Sound pathetic? Maybe it would be if I was anywhere else other than Pat O’ Brien’s, the famous origin of the Hurricane drink, located on St. Louis Street, perpendicular only by a few to Bourbon. From here, it’s easy to stumble back home to Dauphine.
It’s weird to think that only a few hours ago I was hanging out in a completely different offspring of NOLA, the Garden District. Here is where the Americans settled way back when the Creoles shunned them and built their big Southern mansions which line the streets, shielded only slightly by iron fences.
Quiet, romantic, and dignified, these old plantation homes are often raised from the ground since New Orleans holds no bedrock and simply sits on a puddle of mud. Most of them are conservative colors today of beige and white, but once featured bright tropic colors. Their vastness often remains hidden by piles of trees and shrubbery.
Strolling past homes like the former place of Anne Rice, author of Interview with a Vampire, as well as current celebrity homes of Sandra Bullock, Peyton Manning, and John Goodman, it’s easy to see how this place is a muse and celebrity hotspot. Quiet fountains in front of pink plantations, iron fences with tiny horse heads, and dotted Catholic statues, the place is understated and elegant at once. But to overlook the Lafayette Cemetery…
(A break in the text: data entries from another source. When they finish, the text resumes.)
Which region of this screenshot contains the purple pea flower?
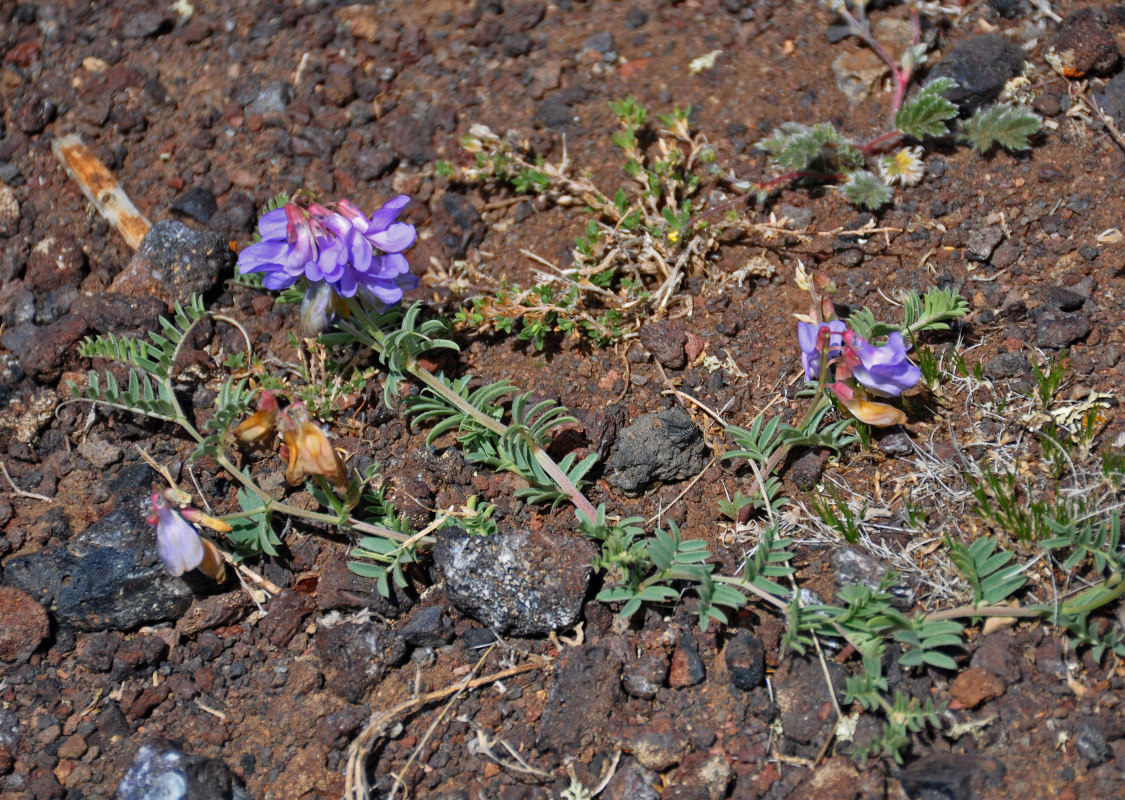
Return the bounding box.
[239,195,417,305]
[797,320,847,380]
[149,492,204,577]
[845,331,921,396]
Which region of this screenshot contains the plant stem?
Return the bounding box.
[348,299,597,519]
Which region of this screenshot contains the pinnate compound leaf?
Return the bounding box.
[894,78,957,138]
[961,102,1042,153]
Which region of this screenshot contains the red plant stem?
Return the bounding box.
[860,131,902,155]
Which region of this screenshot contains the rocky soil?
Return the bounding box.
[0,0,1125,800]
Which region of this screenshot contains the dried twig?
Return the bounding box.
[51,134,152,250]
[344,659,545,800]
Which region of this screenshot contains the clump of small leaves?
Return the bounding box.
[734,0,1041,210]
[456,96,727,349]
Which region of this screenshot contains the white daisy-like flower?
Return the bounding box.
[879,146,926,186]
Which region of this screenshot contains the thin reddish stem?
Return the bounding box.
[860,131,902,155]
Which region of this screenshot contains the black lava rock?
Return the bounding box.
[605,406,707,495]
[5,488,196,631]
[929,34,1024,113]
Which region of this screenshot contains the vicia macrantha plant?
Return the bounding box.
[797,268,921,428]
[70,192,597,593]
[731,0,1041,210]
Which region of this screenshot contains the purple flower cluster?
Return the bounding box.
[149,492,204,577]
[797,320,921,396]
[849,331,921,397]
[239,195,417,305]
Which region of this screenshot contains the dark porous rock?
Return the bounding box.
[168,186,218,225]
[433,528,595,636]
[117,739,249,800]
[1047,8,1122,78]
[316,619,406,703]
[24,235,86,293]
[988,0,1032,19]
[621,649,668,700]
[316,554,413,619]
[0,314,89,384]
[578,30,618,64]
[1043,286,1086,311]
[875,431,914,458]
[258,588,316,647]
[664,749,735,800]
[536,644,621,753]
[601,758,660,800]
[316,705,368,749]
[176,588,250,636]
[773,656,847,756]
[723,628,766,692]
[109,219,235,307]
[12,95,59,136]
[1035,311,1094,346]
[384,104,438,164]
[605,406,707,495]
[118,8,176,39]
[531,88,588,131]
[5,490,198,631]
[0,586,51,663]
[898,753,1005,800]
[573,403,629,461]
[929,34,1024,113]
[639,322,687,369]
[789,448,829,492]
[0,183,19,239]
[398,605,453,647]
[70,291,168,335]
[668,628,707,689]
[984,352,1032,378]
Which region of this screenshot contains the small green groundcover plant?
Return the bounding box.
[435,0,1041,357]
[737,0,1041,210]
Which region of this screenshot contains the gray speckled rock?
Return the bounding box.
[117,739,246,800]
[605,407,707,495]
[433,528,594,636]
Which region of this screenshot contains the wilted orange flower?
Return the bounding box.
[281,403,348,488]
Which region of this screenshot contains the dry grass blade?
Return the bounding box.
[51,134,152,250]
[344,648,547,800]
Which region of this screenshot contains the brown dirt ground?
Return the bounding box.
[0,0,1125,800]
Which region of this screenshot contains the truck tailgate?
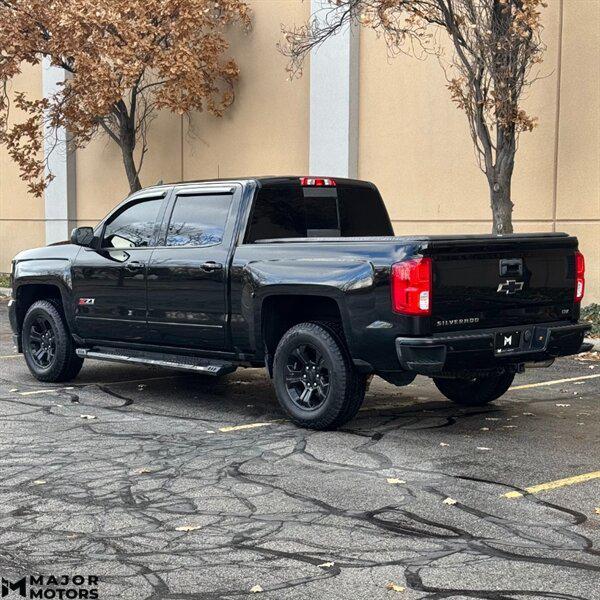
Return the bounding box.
[422,234,578,331]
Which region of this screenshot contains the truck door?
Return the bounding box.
[72,195,166,342]
[148,185,241,350]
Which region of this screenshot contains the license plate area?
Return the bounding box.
[494,330,521,354]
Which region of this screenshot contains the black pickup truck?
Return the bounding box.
[9,177,588,429]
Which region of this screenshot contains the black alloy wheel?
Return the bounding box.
[273,321,367,430]
[285,344,331,410]
[28,315,56,369]
[21,299,83,382]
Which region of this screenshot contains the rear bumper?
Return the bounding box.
[396,323,590,375]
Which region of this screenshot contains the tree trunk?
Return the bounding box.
[488,172,513,234]
[121,138,142,194]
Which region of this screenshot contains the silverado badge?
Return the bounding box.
[496,279,524,296]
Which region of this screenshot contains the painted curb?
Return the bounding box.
[584,338,600,352]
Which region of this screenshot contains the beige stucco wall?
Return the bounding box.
[359,0,600,301]
[0,0,600,301]
[0,65,45,264]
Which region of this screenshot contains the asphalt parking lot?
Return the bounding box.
[0,301,600,600]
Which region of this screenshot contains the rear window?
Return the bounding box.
[245,184,394,243]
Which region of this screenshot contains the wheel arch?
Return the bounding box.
[260,293,347,374]
[14,282,68,352]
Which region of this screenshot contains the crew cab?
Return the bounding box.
[9,177,589,429]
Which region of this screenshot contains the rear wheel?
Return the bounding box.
[21,300,83,382]
[273,323,367,429]
[433,372,515,406]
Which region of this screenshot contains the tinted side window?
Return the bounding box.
[102,198,163,248]
[166,194,233,246]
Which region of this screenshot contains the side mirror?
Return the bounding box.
[71,227,94,246]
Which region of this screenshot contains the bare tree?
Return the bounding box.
[280,0,546,234]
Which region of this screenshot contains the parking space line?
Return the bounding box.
[502,471,600,498]
[219,420,285,433]
[510,373,600,390]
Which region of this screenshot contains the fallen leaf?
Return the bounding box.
[387,477,406,485]
[175,525,202,531]
[385,581,406,592]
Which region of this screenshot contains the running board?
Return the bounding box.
[75,348,236,377]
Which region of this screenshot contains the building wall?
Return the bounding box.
[0,65,45,272]
[0,0,600,301]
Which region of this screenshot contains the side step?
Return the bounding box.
[75,347,237,377]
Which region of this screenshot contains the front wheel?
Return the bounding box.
[21,300,83,382]
[433,372,515,406]
[273,323,367,429]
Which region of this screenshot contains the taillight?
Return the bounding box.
[391,258,432,316]
[575,252,585,302]
[300,177,335,187]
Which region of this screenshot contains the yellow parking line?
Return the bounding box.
[219,420,285,433]
[19,388,62,396]
[502,471,600,498]
[510,373,600,390]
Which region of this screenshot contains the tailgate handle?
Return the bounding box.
[500,258,523,277]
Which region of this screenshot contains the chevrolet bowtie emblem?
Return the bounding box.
[496,279,523,295]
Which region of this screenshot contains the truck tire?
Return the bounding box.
[21,300,83,383]
[433,372,515,406]
[273,323,367,430]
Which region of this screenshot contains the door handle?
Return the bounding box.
[125,260,146,272]
[200,260,223,273]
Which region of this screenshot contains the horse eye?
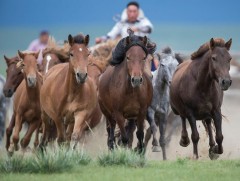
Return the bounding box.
[212,56,217,61]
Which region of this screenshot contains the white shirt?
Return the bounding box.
[107,9,153,39]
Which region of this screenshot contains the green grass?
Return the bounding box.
[97,148,146,167]
[0,159,240,181]
[0,148,91,173]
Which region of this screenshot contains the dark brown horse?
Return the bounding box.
[7,52,42,153]
[99,36,152,152]
[170,38,232,159]
[40,34,97,147]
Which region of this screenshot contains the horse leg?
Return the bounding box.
[213,110,223,154]
[6,114,15,151]
[8,114,22,154]
[39,110,50,149]
[188,116,199,159]
[126,119,136,148]
[136,114,146,154]
[66,122,74,145]
[158,111,168,160]
[166,111,181,146]
[34,121,42,148]
[203,119,218,160]
[179,117,190,147]
[147,107,160,152]
[114,113,129,146]
[71,110,90,149]
[21,120,41,149]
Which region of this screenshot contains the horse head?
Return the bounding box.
[17,50,39,88]
[209,38,232,90]
[126,34,147,87]
[68,35,90,84]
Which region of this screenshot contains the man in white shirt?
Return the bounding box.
[95,1,153,43]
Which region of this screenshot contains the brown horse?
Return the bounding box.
[99,36,152,152]
[170,38,232,159]
[40,47,69,75]
[40,34,97,147]
[7,51,42,154]
[3,55,23,97]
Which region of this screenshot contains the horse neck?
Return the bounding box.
[196,52,214,91]
[65,62,83,95]
[25,72,42,101]
[154,65,169,94]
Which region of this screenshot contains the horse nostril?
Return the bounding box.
[222,80,225,85]
[131,77,134,82]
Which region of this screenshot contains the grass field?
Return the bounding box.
[0,159,240,181]
[0,149,240,181]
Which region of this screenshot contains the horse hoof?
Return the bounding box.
[179,138,190,147]
[152,146,161,152]
[208,148,219,160]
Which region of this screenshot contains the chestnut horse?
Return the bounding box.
[7,51,42,154]
[40,34,97,148]
[170,38,232,159]
[3,55,23,97]
[99,35,153,152]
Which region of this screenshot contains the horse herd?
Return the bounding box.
[0,30,232,160]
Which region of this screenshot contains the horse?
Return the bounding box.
[39,45,69,75]
[40,34,97,148]
[3,55,23,97]
[170,38,232,159]
[0,75,11,144]
[142,47,183,160]
[7,51,42,155]
[88,40,117,87]
[98,35,152,152]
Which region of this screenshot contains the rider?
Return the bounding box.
[95,1,156,65]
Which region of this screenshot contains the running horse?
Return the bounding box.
[170,38,232,159]
[99,34,153,153]
[6,51,42,154]
[40,34,97,148]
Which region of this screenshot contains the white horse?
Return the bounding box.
[145,47,183,160]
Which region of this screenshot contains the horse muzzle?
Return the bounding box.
[27,76,37,88]
[3,89,14,97]
[76,72,88,84]
[131,76,143,88]
[219,78,232,91]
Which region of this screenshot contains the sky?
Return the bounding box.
[0,0,240,27]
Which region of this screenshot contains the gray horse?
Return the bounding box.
[145,47,183,160]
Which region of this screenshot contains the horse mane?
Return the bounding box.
[155,46,185,64]
[89,40,118,71]
[73,33,85,44]
[42,36,70,62]
[162,46,172,54]
[191,38,225,60]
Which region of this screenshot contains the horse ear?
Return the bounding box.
[84,35,90,46]
[210,38,215,50]
[143,36,148,46]
[225,38,232,50]
[18,50,24,59]
[34,51,40,59]
[68,34,74,46]
[4,55,11,66]
[126,36,131,46]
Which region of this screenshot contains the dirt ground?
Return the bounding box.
[0,75,240,160]
[84,75,240,160]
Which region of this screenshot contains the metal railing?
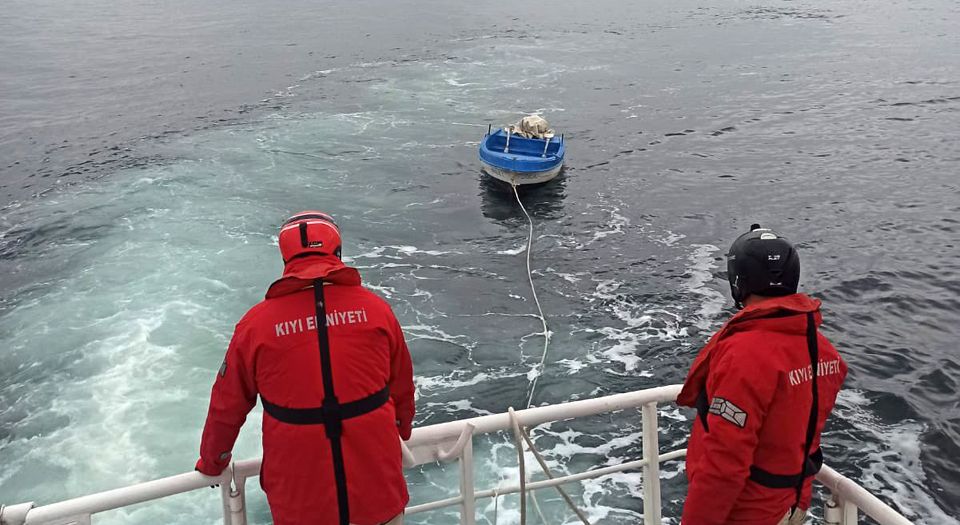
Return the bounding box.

This above ground cemetery, one of the oldest in the city, is entirely composed of above ground tombs since the frequent rain and lack of solid ground continued to bring bodies to service until tombs enacted. After a family purchased a tomb, one body’s casket would be placed until the next member died, when the bones would be pushed to the bottom and the casket would be used again. Now, the tombs sit like buildings in a small (abandoned) city, with little streets for onlookers to walk past the mass gravesides. Most of the graves have a fair amount of wear and tear, as the first bodies placed date back to the 1800’s. Tiles are cracked, names are missing, some entire tombs have shifted in the ground.